Earl Brooks (Kevin Costner) is a pillar of the community in Portland, Oregon: An executive, an entrepreneur, a philanthropist, a family man. Still, he find time for his other interests: Hand-made pottery ... and murder. Mr. Brooks is also The Thumbprint Killer, known for creating crime scenes with the bodies of his victims in posed tableaus that have no evidence left behind. Mr. Brooks is careful -- and a bit regretful: He knows he shouldn't be killing, and discusses it at great length with Marshall (William Hurt), an imaginary friend who's not, in fact, very friendly -- and who simultaneously goads Mr. Brooks to action and cautions him against mistakes.

But Mr. Brooks does make a mistake one night, and is approached by the twitchy, conniving Mr. Smith (Dane Cook) soon after. Mr. Smith saw Mr. Brooks kill. He has proof. He knows. And all Smith wants from Brooks in exchange for his silence is to come along and kill with him ... even though one of Portland's top cops, Det. Atwood (Demi Moore) close in pursuit after his most recent efforts. And Mr. Brook's home life changes as his daughter Jane (Danielle Panabaker) comes back to the nest having dropped out of school with some secrets of her own: It's tough having it all.

Directed by Bruce A. Evans, Mr.

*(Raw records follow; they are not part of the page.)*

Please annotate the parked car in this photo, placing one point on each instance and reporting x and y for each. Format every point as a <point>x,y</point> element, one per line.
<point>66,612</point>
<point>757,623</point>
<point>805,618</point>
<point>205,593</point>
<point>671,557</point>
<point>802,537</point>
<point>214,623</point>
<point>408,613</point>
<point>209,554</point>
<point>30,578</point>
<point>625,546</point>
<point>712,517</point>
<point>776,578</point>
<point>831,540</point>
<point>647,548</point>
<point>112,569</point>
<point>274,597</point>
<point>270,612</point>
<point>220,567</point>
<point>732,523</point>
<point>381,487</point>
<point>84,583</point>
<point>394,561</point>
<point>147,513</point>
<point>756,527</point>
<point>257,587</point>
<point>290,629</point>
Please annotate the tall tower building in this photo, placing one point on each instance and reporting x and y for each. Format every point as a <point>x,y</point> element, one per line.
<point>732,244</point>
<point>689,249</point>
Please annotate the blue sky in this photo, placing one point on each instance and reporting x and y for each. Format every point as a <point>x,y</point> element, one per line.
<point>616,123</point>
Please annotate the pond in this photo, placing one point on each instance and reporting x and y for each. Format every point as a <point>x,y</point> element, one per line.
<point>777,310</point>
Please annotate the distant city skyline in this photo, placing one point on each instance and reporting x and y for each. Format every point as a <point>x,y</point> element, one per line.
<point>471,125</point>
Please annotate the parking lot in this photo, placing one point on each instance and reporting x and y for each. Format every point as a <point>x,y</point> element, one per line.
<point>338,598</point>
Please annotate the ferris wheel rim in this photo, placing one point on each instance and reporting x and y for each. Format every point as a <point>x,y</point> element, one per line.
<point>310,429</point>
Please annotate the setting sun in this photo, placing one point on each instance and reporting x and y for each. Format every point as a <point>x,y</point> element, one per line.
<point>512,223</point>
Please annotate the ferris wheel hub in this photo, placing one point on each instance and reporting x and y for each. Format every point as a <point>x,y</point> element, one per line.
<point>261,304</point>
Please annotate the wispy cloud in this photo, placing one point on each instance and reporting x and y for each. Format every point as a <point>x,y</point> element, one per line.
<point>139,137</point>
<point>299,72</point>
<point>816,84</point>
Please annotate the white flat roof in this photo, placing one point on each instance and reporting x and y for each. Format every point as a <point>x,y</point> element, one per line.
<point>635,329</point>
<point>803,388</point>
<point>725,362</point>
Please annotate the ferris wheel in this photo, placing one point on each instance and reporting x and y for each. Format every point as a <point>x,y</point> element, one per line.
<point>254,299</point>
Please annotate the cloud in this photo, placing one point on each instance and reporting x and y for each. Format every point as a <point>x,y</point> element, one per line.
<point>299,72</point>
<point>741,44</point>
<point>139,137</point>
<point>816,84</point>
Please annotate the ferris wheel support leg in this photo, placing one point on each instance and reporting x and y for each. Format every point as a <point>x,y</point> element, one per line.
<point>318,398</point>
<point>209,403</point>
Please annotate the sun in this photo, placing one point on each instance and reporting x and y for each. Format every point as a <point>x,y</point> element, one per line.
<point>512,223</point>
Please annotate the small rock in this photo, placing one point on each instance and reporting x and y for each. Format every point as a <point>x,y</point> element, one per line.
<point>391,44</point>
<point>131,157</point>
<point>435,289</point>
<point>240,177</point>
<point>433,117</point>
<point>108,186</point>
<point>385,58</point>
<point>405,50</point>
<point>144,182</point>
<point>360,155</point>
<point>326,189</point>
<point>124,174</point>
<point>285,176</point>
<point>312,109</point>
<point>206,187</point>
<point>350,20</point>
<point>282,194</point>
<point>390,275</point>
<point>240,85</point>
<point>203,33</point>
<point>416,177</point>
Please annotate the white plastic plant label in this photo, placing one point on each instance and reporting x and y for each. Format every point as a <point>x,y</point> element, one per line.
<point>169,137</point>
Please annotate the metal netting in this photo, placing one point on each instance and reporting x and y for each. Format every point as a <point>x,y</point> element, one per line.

Brooks, in many ways, tries to reclaim the serial killer thriller from the omnipotent, stylish clutches of Hannibal Lecter; Mr. Brooks is clever, and careful, but he makes mistakes; he knows he's crazy, and tries to do something about it. Mr. Brooks repeats the "Serenity Prayer" and goes to AA meetings, where he stands and admits that yes, he's an addict -- even as Marshall hisses in his ear that Earl's not really being honest about what he's addicted to. Costner's never been a terrific actor, but he's always been a presence -- from Silverado to The Guardian -- and Earl Brooks gives him a chance to play two halves of a whole -- the seething homicidal impulses and chill swift actions of a killer comingled with the warm charm of a responsible family man and business leader.